Second Deputy Speaker of Parliament, Alban Bagbin, has described the Electoral Commission Chair job as “too rough” for women.
According to him, the fact that the dismissed chair of the EC, Mrs Charlotte Osei is a woman, does not mean her replacement ought to have been a another woman.
Mr Bagbin argued that the criticism that comes with that office usually discourages other women from picking up political appointment, hence, wanted a man to fill that role.
Speaking on the Executive Breakfast Show (EBS) on Class91.3FM on Thursday, 26 July 2018, Ghana’s longest-serving lawmaker told show host Moro Awudu that: “I don’t think because the outgone [EC Chair] was a lady, the incoming must also be a lady. That turf is too rough for a lady. Our ladies are doing well, they are tough, but I don’t think we should be risking them that much. We want to have many more ladies encouraged to enter politics, but when they see some of their role models that are destroyed like that because they’ve been giving such a risky job, they are discouraged from getting into politics.”

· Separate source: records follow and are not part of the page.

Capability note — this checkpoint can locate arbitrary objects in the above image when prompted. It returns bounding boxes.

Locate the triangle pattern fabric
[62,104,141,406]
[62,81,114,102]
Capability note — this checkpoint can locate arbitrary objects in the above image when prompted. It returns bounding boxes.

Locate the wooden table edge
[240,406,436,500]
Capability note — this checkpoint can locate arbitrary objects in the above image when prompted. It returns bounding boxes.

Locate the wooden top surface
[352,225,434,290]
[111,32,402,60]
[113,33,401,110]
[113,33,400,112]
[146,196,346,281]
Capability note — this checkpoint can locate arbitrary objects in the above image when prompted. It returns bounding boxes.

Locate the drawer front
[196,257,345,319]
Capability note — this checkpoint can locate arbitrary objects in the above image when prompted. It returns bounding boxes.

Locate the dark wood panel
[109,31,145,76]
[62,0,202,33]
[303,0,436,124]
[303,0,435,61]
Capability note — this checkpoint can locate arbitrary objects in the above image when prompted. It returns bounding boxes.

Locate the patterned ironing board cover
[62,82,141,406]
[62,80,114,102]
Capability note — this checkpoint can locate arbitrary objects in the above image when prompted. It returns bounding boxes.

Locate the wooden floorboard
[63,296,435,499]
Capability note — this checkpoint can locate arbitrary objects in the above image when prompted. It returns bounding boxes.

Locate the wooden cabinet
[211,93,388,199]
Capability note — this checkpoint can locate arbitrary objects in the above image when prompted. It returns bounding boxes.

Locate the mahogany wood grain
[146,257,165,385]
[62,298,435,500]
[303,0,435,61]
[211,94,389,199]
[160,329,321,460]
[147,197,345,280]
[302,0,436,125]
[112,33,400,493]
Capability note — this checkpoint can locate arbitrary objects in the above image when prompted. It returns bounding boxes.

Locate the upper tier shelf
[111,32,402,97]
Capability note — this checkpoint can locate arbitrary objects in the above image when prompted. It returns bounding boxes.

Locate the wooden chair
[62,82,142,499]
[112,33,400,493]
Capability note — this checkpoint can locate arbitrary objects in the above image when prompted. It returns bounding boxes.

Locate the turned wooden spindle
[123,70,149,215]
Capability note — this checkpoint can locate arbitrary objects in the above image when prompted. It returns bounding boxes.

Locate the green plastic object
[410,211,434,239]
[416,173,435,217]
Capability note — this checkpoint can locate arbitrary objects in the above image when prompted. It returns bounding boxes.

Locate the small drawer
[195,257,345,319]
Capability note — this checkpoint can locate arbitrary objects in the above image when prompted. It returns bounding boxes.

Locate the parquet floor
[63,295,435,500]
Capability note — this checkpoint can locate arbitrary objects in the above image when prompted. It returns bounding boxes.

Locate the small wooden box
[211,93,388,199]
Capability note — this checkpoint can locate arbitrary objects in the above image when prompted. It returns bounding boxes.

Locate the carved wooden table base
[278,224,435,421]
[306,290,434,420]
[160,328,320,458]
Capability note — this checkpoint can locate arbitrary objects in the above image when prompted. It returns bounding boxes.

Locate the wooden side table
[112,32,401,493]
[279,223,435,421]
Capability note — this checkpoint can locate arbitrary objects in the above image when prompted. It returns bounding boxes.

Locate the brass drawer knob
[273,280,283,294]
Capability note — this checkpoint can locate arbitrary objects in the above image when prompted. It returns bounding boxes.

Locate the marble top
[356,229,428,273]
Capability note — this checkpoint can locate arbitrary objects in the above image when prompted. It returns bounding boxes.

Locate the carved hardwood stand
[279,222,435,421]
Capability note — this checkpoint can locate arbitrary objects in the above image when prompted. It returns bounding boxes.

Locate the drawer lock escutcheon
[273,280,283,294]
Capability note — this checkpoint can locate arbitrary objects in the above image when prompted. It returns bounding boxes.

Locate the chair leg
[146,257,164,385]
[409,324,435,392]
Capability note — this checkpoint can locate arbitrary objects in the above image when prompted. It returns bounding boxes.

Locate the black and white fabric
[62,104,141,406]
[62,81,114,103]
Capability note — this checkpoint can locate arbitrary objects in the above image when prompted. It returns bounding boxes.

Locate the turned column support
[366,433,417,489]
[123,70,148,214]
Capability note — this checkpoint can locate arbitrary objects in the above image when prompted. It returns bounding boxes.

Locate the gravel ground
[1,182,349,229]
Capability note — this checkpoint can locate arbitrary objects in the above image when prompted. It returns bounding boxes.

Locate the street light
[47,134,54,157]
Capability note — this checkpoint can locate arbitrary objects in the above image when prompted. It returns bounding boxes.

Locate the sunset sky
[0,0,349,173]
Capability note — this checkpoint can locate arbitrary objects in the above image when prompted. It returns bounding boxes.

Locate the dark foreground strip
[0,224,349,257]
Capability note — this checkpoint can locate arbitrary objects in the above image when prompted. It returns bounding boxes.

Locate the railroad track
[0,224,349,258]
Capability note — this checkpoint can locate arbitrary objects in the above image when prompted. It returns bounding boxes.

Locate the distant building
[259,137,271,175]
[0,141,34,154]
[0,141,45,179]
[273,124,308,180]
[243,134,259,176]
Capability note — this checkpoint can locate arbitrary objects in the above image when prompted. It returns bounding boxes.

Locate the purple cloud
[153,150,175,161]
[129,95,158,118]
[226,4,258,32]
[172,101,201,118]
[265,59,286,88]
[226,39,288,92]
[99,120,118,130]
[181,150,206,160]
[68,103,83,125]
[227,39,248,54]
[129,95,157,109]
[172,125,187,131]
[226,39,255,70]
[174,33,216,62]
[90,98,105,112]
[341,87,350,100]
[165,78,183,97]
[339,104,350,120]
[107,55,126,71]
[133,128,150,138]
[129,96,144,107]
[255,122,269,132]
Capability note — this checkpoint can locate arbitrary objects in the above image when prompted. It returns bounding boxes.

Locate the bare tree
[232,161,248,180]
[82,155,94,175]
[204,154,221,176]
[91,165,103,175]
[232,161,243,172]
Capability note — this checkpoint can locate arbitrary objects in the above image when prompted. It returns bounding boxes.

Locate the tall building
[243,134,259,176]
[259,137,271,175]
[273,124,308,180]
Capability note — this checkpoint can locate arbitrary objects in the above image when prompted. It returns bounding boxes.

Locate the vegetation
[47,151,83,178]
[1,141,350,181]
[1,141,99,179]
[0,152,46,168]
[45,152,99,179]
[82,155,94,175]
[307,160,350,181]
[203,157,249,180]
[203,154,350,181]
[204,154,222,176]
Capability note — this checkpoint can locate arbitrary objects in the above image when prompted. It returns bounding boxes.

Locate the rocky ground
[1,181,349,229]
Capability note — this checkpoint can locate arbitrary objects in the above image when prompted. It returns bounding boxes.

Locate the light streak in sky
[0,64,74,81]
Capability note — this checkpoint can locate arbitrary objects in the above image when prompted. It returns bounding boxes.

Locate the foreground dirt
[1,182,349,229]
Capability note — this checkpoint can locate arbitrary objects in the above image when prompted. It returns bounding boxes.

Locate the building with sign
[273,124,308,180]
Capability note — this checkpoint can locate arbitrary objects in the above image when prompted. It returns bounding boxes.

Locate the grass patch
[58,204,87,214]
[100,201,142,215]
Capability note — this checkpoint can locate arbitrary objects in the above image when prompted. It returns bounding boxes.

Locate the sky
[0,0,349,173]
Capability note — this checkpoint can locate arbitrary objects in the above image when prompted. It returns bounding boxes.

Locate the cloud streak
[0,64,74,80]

The Nadowli-Kaleo MP advised the new EC Chair nominee, Mrs Jean Adukwei Mensa, to reject the appointment.
“If you ask Mrs Charlotte Osei, she will tell you that I advised her not to accept that position. I told her I’ve been in the game and I know it and I told her that if she had another option like going to the Supreme Court, she should rather accept that, but she told me candidly, as for her, she is available to serve the nation in any capacity and she got there and these are the results. It’s the same advice I’ll give to Jean Adukwei Mensa. If she also decides to risk it, so be it”, the flag bearer-hopeful of the main opposition National Democratic Congress (NDC) said.
President Nana Akufo-Addo, on Monday, 23 July 2018, named Mrs Mensa who is the Executive Director of the Institute of Economic Affairs (IEA), as the new Chair to replace Mrs Charlotte Osei, whom he sacked along with her two deputies Amadu Sulley and Georgina Opoku Amankwah, over procurement breaches and incompetence, per the recommendations of a committee set up by Chief Justice Sophia Akuffo to probe the three commissioners.